20 Septembre 2009


Il y a près de chez vous, un PDG qui a parlé de mettre un point d’arrêt à cette mode du suicide qui choque tout le monde.
C’est vrai, quoi, il n’a pas tort. Elle est moche cette mode, elle fait la mine grise et le teint palot à qui l’adopte. Et en plus ça choque tout le monde, dit-il.
Déjà que tout-le-monde s’était ému de cette vilaine mode de la burqa cet été, voilà que la collection d’automne apporte la tendance suicide.
C’est vraiment de mauvais goût.
Et puis tout-le-monde, il ne faut pas le choquer, il ne faut pas l’ennuyer avec tous ces malheurs qui n’arrivent qu’aux autres, il ne faut pas non plus lui donner l’idée d’être attentif à qui l’entoure, et éventuellement des envies de solidarité.
Des fois que tout-le-monde aurait l’idée de se serrer les coudes, imaginez le tableau…
Non, tout-le-monde, il ne faut pas l’inciter aux sports d’équipe, il faut lui foutre la paix, et le laisser rêver à un monde meilleur, sans crise et sans crise de nerfs.

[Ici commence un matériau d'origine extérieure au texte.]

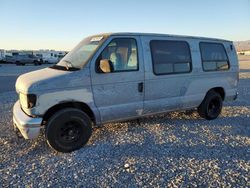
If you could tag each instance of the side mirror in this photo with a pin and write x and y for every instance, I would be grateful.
(105, 66)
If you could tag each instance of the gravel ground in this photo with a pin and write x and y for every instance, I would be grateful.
(175, 149)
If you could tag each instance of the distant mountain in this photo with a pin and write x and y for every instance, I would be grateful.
(242, 45)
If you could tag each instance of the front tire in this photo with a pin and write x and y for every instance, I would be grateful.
(211, 106)
(68, 130)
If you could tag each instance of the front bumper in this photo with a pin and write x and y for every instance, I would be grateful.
(28, 126)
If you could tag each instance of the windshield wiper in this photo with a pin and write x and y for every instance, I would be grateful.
(68, 64)
(60, 67)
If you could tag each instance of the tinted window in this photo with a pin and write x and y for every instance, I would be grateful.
(214, 57)
(170, 57)
(122, 55)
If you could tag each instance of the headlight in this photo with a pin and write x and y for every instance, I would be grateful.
(27, 101)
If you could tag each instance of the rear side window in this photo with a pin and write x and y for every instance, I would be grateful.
(170, 57)
(214, 57)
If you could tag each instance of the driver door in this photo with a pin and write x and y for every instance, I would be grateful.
(119, 93)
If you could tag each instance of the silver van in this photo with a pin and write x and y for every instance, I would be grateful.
(121, 76)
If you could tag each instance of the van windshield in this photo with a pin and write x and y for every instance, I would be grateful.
(79, 56)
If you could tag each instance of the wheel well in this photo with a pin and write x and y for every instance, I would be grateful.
(79, 105)
(219, 90)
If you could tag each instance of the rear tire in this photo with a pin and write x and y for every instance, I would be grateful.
(211, 106)
(68, 130)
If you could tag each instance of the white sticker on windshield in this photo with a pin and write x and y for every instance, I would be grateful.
(96, 39)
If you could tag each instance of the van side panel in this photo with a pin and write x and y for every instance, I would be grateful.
(186, 90)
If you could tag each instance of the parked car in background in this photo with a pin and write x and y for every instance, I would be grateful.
(23, 59)
(120, 76)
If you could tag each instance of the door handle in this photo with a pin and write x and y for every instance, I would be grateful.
(140, 87)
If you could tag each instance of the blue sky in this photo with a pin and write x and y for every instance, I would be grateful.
(61, 24)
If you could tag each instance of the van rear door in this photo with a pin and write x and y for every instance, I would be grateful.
(119, 94)
(167, 66)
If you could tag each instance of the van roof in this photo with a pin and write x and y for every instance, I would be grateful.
(162, 35)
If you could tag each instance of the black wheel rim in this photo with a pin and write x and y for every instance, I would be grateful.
(70, 132)
(214, 107)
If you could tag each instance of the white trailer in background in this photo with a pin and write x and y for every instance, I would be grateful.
(2, 54)
(50, 56)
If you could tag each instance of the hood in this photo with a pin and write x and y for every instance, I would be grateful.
(48, 79)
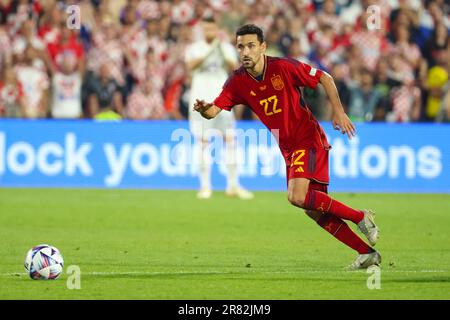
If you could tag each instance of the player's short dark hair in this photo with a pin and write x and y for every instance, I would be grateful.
(251, 29)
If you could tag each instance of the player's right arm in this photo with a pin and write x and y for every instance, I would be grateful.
(207, 110)
(228, 98)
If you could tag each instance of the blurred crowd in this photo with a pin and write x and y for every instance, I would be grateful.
(115, 59)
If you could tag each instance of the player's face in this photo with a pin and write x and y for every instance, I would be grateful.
(250, 50)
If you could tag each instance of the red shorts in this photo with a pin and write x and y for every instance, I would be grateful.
(309, 163)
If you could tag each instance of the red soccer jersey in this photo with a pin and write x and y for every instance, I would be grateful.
(278, 101)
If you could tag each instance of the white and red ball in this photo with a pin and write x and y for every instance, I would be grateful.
(44, 262)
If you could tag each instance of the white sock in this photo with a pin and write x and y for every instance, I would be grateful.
(231, 163)
(204, 165)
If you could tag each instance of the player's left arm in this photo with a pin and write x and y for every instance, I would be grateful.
(341, 121)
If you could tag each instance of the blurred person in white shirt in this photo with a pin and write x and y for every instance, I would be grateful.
(210, 61)
(35, 84)
(66, 90)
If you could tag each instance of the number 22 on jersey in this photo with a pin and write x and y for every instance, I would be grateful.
(270, 105)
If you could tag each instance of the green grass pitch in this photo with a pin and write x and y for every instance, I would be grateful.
(142, 244)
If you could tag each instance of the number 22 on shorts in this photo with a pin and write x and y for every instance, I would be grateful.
(298, 160)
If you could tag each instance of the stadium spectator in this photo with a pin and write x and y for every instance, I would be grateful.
(364, 100)
(146, 103)
(104, 95)
(35, 84)
(12, 100)
(411, 39)
(66, 90)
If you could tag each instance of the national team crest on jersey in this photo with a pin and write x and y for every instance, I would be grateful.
(277, 82)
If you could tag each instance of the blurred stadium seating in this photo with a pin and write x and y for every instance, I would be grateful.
(126, 59)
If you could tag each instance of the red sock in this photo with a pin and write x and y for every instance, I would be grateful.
(341, 231)
(320, 201)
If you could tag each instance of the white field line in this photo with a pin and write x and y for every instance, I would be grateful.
(212, 272)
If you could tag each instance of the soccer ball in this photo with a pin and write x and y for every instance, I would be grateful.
(44, 262)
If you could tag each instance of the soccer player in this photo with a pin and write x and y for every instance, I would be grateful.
(210, 62)
(271, 88)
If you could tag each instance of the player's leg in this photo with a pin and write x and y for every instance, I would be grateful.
(336, 226)
(305, 164)
(302, 196)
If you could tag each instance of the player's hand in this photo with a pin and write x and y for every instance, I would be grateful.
(202, 106)
(342, 123)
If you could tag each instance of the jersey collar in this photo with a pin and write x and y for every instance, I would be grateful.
(264, 71)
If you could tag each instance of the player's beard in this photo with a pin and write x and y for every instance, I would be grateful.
(248, 63)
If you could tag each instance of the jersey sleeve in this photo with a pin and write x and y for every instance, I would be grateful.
(304, 75)
(229, 97)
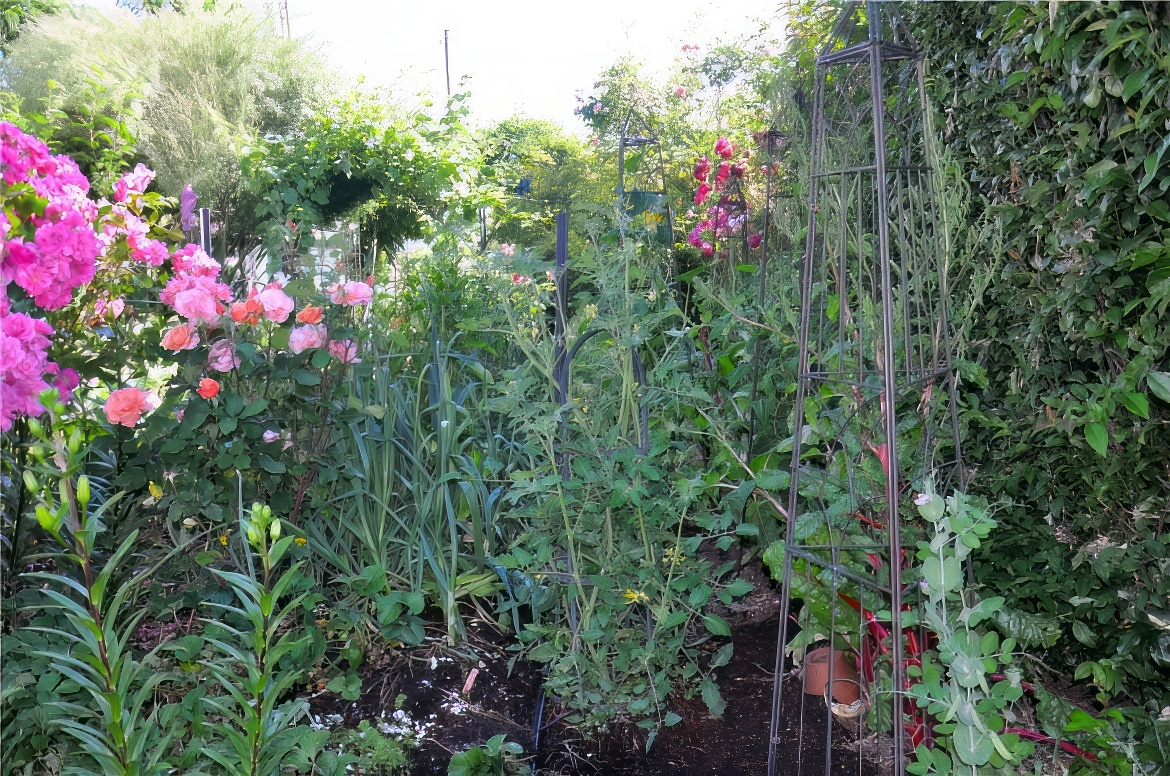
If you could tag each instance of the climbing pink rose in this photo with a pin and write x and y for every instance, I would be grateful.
(358, 293)
(222, 357)
(125, 406)
(308, 337)
(277, 304)
(198, 304)
(180, 337)
(344, 350)
(208, 389)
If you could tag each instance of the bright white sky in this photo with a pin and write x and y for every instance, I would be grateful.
(518, 56)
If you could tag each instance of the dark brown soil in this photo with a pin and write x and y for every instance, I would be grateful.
(503, 701)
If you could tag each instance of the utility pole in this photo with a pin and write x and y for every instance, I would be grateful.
(283, 12)
(446, 59)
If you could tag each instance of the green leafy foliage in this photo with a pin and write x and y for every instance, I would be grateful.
(1058, 115)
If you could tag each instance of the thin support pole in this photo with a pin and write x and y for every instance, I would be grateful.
(205, 229)
(881, 214)
(446, 59)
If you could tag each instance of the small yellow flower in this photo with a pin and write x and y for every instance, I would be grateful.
(635, 596)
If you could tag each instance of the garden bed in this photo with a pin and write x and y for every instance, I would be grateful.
(502, 701)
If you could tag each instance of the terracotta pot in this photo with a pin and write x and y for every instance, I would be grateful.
(846, 681)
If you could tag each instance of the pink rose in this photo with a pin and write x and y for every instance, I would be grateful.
(344, 350)
(357, 293)
(125, 406)
(208, 389)
(197, 304)
(277, 304)
(308, 337)
(222, 357)
(181, 337)
(132, 183)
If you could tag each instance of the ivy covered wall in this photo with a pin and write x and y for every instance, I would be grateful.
(1059, 116)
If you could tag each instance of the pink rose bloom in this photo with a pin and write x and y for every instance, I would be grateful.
(181, 337)
(197, 304)
(722, 174)
(358, 293)
(344, 350)
(132, 183)
(125, 406)
(221, 357)
(702, 169)
(277, 304)
(307, 337)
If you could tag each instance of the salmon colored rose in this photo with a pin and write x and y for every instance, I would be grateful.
(183, 337)
(208, 388)
(125, 406)
(308, 337)
(309, 315)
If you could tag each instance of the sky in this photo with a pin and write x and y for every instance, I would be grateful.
(515, 56)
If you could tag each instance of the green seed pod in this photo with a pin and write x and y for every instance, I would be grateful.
(48, 521)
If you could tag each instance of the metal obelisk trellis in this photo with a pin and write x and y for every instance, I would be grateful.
(875, 418)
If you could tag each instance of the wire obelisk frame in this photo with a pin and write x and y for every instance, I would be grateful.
(875, 417)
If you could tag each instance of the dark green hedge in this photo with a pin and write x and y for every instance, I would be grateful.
(1060, 117)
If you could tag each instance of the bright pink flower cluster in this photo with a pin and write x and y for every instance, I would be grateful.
(728, 217)
(57, 249)
(23, 347)
(193, 292)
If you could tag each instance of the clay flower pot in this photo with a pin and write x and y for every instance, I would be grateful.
(846, 681)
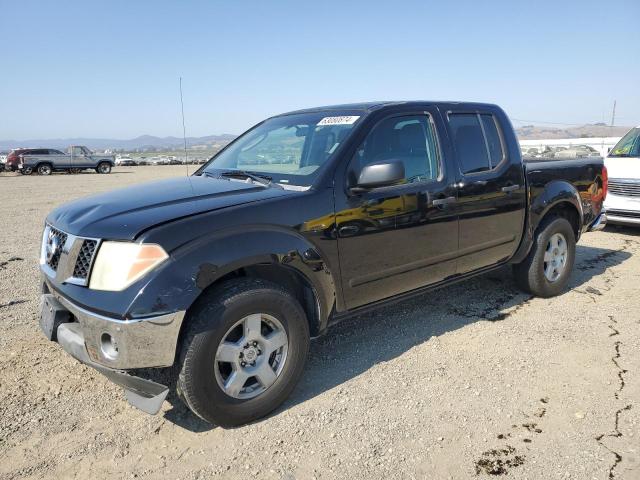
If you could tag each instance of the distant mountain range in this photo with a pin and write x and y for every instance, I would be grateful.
(141, 142)
(536, 132)
(527, 132)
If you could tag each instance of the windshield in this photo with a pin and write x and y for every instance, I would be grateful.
(288, 149)
(628, 146)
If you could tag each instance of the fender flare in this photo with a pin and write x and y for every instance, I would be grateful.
(554, 193)
(200, 263)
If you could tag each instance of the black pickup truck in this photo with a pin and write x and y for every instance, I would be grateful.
(305, 219)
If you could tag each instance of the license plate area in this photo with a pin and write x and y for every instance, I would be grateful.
(52, 314)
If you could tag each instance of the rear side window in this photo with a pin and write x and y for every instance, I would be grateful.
(494, 145)
(477, 141)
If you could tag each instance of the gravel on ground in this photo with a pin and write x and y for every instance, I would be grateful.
(477, 379)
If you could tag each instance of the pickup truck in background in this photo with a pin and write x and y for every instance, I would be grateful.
(623, 163)
(306, 219)
(76, 159)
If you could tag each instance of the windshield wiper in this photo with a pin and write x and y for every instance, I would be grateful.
(255, 177)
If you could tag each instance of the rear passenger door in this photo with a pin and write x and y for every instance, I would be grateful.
(491, 189)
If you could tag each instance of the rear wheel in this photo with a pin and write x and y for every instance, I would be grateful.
(103, 167)
(44, 169)
(546, 270)
(243, 352)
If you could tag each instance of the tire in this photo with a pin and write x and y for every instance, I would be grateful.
(532, 275)
(44, 169)
(201, 382)
(103, 167)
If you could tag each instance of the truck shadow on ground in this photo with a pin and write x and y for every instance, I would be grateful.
(355, 345)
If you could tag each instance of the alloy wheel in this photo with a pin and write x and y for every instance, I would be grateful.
(251, 356)
(555, 257)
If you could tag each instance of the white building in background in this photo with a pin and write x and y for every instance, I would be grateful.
(601, 144)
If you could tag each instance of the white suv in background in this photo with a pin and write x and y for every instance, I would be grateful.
(623, 165)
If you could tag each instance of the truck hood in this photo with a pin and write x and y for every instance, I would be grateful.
(124, 213)
(623, 167)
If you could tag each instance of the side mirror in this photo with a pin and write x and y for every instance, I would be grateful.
(379, 175)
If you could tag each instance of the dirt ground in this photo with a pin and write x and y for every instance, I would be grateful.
(477, 379)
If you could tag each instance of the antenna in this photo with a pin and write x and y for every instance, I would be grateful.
(184, 130)
(613, 114)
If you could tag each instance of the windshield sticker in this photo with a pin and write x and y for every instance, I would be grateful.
(350, 120)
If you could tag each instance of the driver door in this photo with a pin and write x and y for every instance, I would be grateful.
(401, 237)
(78, 157)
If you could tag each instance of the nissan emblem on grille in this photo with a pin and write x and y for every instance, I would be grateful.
(53, 249)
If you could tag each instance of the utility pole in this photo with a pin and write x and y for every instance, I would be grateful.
(613, 115)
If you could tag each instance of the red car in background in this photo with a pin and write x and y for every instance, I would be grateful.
(13, 159)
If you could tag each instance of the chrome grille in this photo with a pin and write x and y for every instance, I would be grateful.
(625, 188)
(66, 257)
(58, 238)
(85, 258)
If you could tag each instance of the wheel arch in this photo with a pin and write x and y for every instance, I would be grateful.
(275, 254)
(558, 197)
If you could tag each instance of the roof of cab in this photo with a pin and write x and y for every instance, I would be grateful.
(371, 106)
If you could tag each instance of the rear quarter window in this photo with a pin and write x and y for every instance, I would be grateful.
(477, 141)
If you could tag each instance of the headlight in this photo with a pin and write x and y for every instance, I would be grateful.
(119, 264)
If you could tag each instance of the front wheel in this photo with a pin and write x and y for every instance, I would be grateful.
(104, 167)
(243, 353)
(546, 270)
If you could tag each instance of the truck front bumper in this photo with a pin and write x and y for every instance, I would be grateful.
(112, 346)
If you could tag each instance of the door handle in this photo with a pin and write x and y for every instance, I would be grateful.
(443, 201)
(510, 188)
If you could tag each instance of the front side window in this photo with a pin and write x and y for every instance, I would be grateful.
(290, 148)
(628, 146)
(408, 139)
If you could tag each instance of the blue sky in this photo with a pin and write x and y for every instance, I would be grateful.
(111, 68)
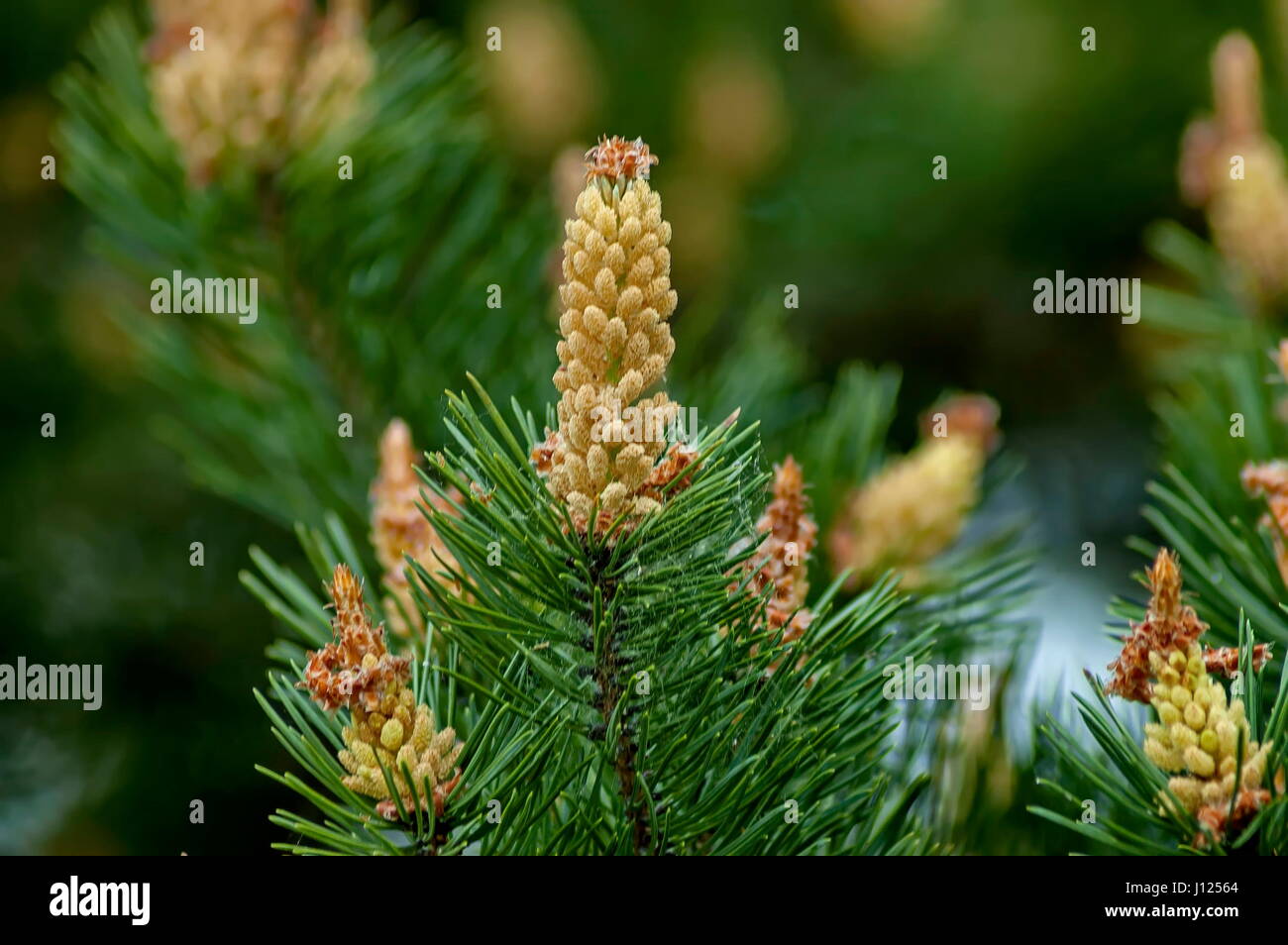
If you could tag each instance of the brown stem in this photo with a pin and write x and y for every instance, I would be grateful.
(609, 670)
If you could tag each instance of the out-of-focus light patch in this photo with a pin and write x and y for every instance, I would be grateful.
(734, 114)
(892, 29)
(1072, 604)
(542, 78)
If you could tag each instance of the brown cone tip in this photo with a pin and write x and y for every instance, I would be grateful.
(618, 158)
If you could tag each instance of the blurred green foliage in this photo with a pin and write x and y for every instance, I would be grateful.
(1057, 158)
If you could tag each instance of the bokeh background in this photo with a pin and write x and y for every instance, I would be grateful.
(807, 167)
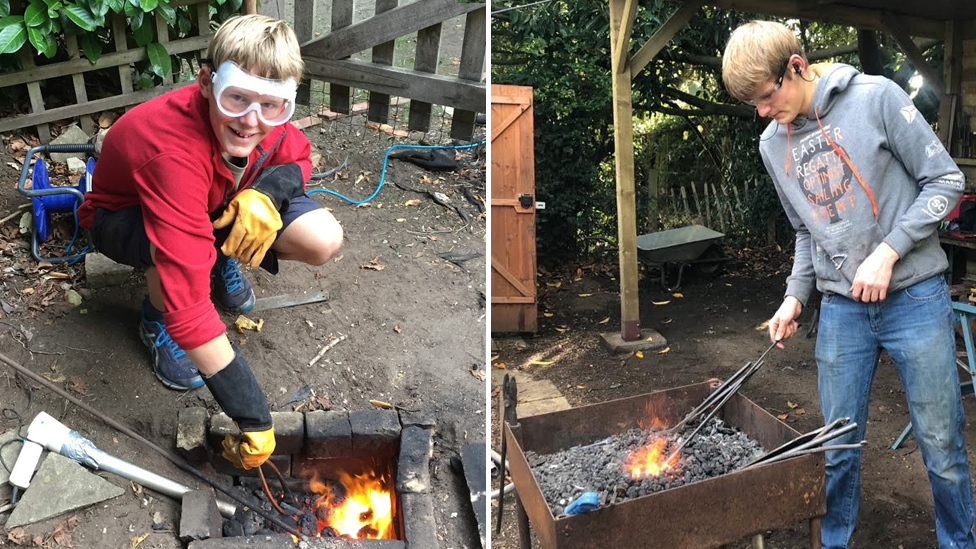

Mais voilà, par ici on a un faible pour la mode, surtout quand elle est indémodable, et il m’est venu l’idée de vous redonner à lire l’article qui suit, que j’avais rédigé en janvier 2008, quand la mode du suicide chez les fonctionnaires de police avait eu comme un spasme et une odeur de poudre.

Le chiffre qui circule - je le précise, de façon tout à fait officieuse, et non vérifié - fait état d'une moyenne de 1 suicide par semaine dans la police nationale.

 

article du 24 janvier 2008 :

Je ne souhaitais pas parler des suicides dans la police. Mais ne pas parler c’est tout juste moins pire que la langue de bois, et les discours convenus, relus et approuvés…
Le suicide dans la police, c’est un sujet sensible, et délicat à traiter car on peut - il y a des experts pour ça - faire dire ce qu’on veut aux chiffres (quels chiffres, d'ailleurs ?)
On peut évoquer le phénomène de "l'effet d'annonce", être plus indécent et parler de "contagion", évoquer le métier dans ce qu'il a de difficile, mais on peut aussi se taire, ce qui semble souvent être l'option retenue.

Tout et son contraire peut être démontré pour peu qu'on ait déjà décidé de la conclusion ou du message à passer.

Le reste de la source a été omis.